A advogada Letícia Vella, do Coletivo Feminista Sexualidade e Saúde, avalia que, se a mentalidade do país fosse outra, o acesso seria mais fácil até para quem tem, atualmente, direito a fazer um aborto. “As barreiras são inúmeras”, observa.

Ela citou, entre essas barreiras:

  • poucos serviços que oferecem consultas para que se chegue à possibilidade de realização do procedimento;
  • objeção de consciência por parte dos profissionais; 
  • limite de idade gestacional; autorização judicial, quando não é necessária e desconfiança na palavra das mulheres;
  • tentativas de verificar a compatibilidade da idade gestacional com a época da violência (estupro) e a desconsideração de doenças crônicas.

Relato

A designer Ísis* tinha 39 anos e saía há um mês com seu companheiro, apesar de o conhecer há anos, quando descobriu a gravidez indesejada.

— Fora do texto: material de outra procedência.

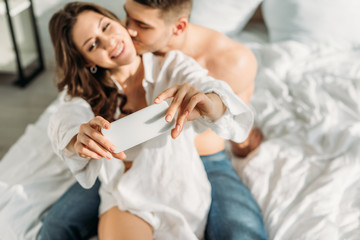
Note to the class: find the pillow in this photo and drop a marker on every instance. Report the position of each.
(228, 17)
(334, 21)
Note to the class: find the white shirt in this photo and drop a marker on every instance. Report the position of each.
(167, 185)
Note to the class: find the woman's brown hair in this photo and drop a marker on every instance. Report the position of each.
(97, 89)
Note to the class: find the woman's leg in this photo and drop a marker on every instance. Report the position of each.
(234, 214)
(74, 215)
(116, 224)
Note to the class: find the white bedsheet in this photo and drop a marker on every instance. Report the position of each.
(306, 174)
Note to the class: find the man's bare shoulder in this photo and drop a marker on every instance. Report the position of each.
(219, 51)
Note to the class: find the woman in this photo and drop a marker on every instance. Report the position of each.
(160, 190)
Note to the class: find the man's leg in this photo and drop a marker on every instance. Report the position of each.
(234, 214)
(74, 215)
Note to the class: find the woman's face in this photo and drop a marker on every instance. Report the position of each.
(102, 41)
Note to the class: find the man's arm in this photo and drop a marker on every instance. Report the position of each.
(237, 65)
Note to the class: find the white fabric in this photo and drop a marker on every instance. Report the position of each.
(313, 21)
(167, 184)
(306, 174)
(32, 178)
(228, 18)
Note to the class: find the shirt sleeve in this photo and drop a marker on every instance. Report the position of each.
(238, 119)
(64, 124)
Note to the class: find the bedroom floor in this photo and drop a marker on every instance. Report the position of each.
(22, 106)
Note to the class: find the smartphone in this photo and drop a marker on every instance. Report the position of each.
(139, 127)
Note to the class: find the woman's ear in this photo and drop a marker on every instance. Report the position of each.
(180, 26)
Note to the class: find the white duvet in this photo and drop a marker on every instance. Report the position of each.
(305, 175)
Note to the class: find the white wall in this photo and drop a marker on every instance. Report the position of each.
(44, 9)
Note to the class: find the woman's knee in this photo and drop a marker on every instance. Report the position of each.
(117, 224)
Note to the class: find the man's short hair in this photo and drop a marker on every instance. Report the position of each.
(170, 9)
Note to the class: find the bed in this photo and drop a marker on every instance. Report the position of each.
(305, 175)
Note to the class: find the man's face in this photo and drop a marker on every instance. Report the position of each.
(149, 32)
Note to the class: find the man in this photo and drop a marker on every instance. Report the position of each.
(161, 26)
(159, 31)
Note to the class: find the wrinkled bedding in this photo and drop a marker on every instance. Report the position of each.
(305, 175)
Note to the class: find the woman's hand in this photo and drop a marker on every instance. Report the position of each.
(90, 143)
(190, 104)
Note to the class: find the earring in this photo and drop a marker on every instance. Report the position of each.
(93, 70)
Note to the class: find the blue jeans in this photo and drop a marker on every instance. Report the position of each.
(234, 215)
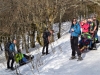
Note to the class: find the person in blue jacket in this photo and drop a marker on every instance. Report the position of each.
(75, 32)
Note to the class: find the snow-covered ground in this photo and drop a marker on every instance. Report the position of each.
(57, 62)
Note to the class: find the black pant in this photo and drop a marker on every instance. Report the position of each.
(74, 46)
(46, 43)
(10, 64)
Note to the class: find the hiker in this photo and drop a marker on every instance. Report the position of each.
(11, 53)
(22, 58)
(96, 31)
(46, 40)
(85, 26)
(75, 31)
(84, 41)
(93, 27)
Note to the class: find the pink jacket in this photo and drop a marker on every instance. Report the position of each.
(85, 27)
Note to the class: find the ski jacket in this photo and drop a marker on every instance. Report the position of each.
(85, 27)
(76, 31)
(12, 47)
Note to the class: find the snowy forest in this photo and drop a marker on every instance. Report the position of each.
(25, 21)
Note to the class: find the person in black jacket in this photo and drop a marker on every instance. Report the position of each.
(46, 39)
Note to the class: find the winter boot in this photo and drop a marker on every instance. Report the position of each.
(79, 58)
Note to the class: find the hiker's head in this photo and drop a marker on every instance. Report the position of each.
(19, 50)
(74, 21)
(85, 21)
(94, 18)
(91, 20)
(14, 41)
(88, 20)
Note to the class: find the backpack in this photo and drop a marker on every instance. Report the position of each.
(7, 46)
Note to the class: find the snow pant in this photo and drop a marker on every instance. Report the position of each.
(10, 64)
(74, 46)
(46, 44)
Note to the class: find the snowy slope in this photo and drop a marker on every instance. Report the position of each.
(58, 63)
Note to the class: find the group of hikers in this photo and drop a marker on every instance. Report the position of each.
(87, 31)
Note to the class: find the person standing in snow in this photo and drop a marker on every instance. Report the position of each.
(46, 40)
(75, 31)
(96, 30)
(11, 53)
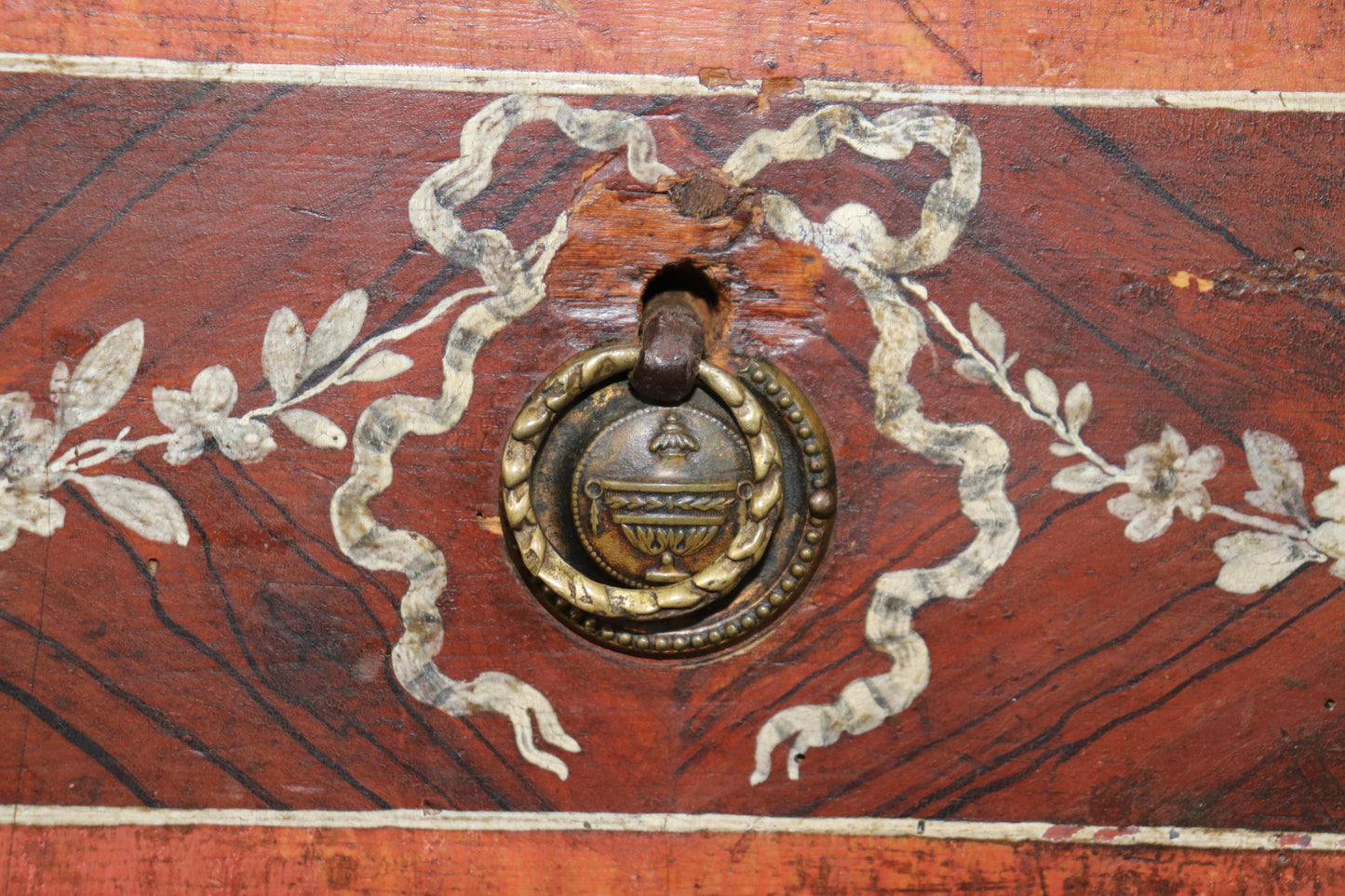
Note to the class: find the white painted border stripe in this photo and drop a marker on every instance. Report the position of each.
(673, 823)
(598, 84)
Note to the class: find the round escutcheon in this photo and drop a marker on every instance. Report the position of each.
(667, 530)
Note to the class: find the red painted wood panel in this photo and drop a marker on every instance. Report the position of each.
(1166, 46)
(1093, 679)
(203, 859)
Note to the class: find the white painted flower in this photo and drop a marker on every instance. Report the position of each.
(26, 446)
(1329, 537)
(1165, 476)
(203, 413)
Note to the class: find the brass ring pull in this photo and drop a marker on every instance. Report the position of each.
(763, 501)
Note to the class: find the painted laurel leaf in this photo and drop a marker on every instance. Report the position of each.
(283, 353)
(335, 331)
(314, 428)
(1275, 467)
(1078, 407)
(1082, 479)
(141, 506)
(988, 332)
(1259, 560)
(102, 376)
(1042, 392)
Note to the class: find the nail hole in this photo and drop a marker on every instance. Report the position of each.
(691, 277)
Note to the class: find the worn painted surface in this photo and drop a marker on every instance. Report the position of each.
(1087, 678)
(1131, 658)
(1211, 46)
(206, 860)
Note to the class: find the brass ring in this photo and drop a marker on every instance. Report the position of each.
(541, 558)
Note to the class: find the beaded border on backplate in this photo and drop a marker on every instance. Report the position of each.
(800, 422)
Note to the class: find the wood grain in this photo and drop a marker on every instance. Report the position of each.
(1191, 46)
(1093, 679)
(259, 860)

O relacionamento era tão recente quanto o emprego que conseguira. Pela lei em vigor no Brasil, Ísis não poderia realizar um aborto. Ela chegou a tomar a pílula do dia seguinte para evitar a gravidez, mas não funcionou.

A ajuda chegou por meio de pessoas de sua confiança, em sua maioria mulheres que indicaram contatos para a compra de substâncias abortivas. Ísis também consultou um médico para saber como deveria tomar o medicamento, que adquiriu com dinheiro guardado na poupança, e para conhecer os riscos. Ela contou com o apoio do companheiro, que teve receio de que ela morresse ou ficasse com sequelas após o procedimento.

“Também conheço uma moça que, mesmo tendo dinheiro, quase não conseguiu abortar. Ela estava grávida de gêmeos. Só soube quando foi verificar no exame transvaginal”, conta Ísis, acrescentando que o aborto de um dos fetos não foi feito com sucesso e que ela precisou recorrer a doses de mifepristona, que obteve por meio de um coletivo feminista.

“Eu não estava preocupada em morrer, estava preocupada em parir sem ter planejado. Eu tinha pouquíssimo tempo no emprego. Imagina a confusão”, afirma.